Maximize Data Locality :
Research in parallel algorithm design has developed a variety of techniques that can be often
used to reduce the communication and increase the data-locality. One commonly used technique
is to replicate data that is frequently accessed but not changed on all the processors. Data
replication is very powerful and can significantly reduce the amount of communication.
However, care must be taken to ensure that data-replication does not significantly increase
the aggregate memory requirements of the algorithm.

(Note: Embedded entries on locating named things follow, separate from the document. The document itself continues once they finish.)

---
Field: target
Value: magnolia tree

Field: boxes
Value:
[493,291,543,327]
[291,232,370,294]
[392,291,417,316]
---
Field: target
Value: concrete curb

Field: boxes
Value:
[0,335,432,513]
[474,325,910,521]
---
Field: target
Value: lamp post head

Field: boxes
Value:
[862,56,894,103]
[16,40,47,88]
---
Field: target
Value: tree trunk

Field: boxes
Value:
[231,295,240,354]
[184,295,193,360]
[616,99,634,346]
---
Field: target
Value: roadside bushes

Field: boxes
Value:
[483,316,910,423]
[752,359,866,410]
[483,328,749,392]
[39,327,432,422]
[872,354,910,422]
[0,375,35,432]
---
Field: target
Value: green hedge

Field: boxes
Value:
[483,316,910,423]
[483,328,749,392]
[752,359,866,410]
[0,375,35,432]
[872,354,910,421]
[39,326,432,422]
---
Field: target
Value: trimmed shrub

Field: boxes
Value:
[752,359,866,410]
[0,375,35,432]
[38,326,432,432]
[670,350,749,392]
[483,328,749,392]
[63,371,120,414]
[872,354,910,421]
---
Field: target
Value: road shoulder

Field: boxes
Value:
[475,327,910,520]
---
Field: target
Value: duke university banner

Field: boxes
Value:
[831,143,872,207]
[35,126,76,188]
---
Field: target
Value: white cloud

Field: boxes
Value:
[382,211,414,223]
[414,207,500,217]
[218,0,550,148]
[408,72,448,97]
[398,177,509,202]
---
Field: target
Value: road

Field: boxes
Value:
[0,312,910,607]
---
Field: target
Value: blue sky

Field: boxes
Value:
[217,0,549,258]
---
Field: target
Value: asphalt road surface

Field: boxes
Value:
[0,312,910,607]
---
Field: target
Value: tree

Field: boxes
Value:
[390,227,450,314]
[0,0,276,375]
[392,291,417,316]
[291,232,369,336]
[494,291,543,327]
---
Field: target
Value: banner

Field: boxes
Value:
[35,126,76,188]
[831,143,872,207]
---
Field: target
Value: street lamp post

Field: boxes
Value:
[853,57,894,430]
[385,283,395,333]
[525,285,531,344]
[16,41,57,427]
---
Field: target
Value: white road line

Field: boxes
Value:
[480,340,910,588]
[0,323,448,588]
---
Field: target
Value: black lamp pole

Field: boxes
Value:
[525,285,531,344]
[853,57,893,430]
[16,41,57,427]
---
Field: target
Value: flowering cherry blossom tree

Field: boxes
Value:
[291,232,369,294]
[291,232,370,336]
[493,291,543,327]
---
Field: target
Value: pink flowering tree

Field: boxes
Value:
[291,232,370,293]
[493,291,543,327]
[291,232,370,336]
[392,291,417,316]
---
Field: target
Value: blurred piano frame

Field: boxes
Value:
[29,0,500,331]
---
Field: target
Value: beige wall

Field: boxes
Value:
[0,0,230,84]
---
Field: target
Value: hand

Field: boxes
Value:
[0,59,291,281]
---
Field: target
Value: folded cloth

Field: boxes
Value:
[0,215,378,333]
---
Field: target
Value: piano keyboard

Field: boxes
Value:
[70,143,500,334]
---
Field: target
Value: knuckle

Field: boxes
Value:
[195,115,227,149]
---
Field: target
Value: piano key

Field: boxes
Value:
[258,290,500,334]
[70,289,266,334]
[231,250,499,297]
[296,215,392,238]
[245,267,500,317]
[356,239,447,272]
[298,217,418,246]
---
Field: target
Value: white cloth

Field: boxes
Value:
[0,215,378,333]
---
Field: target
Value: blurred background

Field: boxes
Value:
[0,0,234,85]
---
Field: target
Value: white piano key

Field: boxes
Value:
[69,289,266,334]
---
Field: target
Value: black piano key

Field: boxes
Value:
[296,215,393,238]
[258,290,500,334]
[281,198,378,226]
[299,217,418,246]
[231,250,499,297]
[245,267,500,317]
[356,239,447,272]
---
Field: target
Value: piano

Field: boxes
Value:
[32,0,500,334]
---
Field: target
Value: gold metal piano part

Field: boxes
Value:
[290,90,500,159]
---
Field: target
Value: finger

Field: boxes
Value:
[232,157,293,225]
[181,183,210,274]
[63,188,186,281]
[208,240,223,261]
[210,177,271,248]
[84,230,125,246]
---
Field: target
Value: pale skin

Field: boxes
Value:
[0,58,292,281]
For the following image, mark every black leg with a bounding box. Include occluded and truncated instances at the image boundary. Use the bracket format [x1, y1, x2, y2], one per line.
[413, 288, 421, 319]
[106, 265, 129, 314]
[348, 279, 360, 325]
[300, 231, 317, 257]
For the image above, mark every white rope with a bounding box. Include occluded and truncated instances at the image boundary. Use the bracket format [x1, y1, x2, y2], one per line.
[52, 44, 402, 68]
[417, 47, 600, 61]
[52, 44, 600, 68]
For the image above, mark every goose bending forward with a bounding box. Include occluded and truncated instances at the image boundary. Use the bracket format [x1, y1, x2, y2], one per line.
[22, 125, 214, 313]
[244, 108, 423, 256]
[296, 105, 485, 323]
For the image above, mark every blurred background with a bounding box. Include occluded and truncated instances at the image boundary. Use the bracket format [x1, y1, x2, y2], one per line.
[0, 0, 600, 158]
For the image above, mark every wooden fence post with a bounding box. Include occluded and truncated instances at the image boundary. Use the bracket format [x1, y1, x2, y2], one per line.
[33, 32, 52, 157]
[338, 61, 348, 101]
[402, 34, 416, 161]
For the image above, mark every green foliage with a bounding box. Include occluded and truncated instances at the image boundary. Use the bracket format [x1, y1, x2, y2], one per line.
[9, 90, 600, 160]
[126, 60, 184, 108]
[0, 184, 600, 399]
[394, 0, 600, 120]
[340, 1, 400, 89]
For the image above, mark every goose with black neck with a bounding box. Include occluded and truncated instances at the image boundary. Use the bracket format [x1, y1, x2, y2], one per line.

Another technique that often decreases the amount of time spent in communication is
to increase the amount of work performed by each processor by using fewer processors.
This approach essentially builds data locality by simply assigning more data elements
to each processor. Note that this approach is in direct conflict with the objective of
using a large number of processors and exploit as much concurrency as possible.
Parallel algorithms and programs should be developed so that they can effectively
operate on a wide range of processors.
Minimize data Transfer :
Selecting a parallel algorithm that minimizes the frequency of data transfers is preferable,
even if it does not reduce the overall volume of data being transferred.
This is usually achieved by first gathering the data that needs to be of time required
to transfer the data. Transfer of data is also highly desired in sequential algorithm,
which is similar to minimizing communication. On a serial computer, every time
a word not residing in the cache is accessed, a predetermined number of words equal to
the size of the cache-line are transferred from the main memory to the cache memory.
Effective sequential algorithms must use most of these words otherwise significant bandwidth
is wasted.
|
Debugging Multi-Threaded Applications - Overview:
Multi-threaded applications are inherently more complicated than single-threaded applications.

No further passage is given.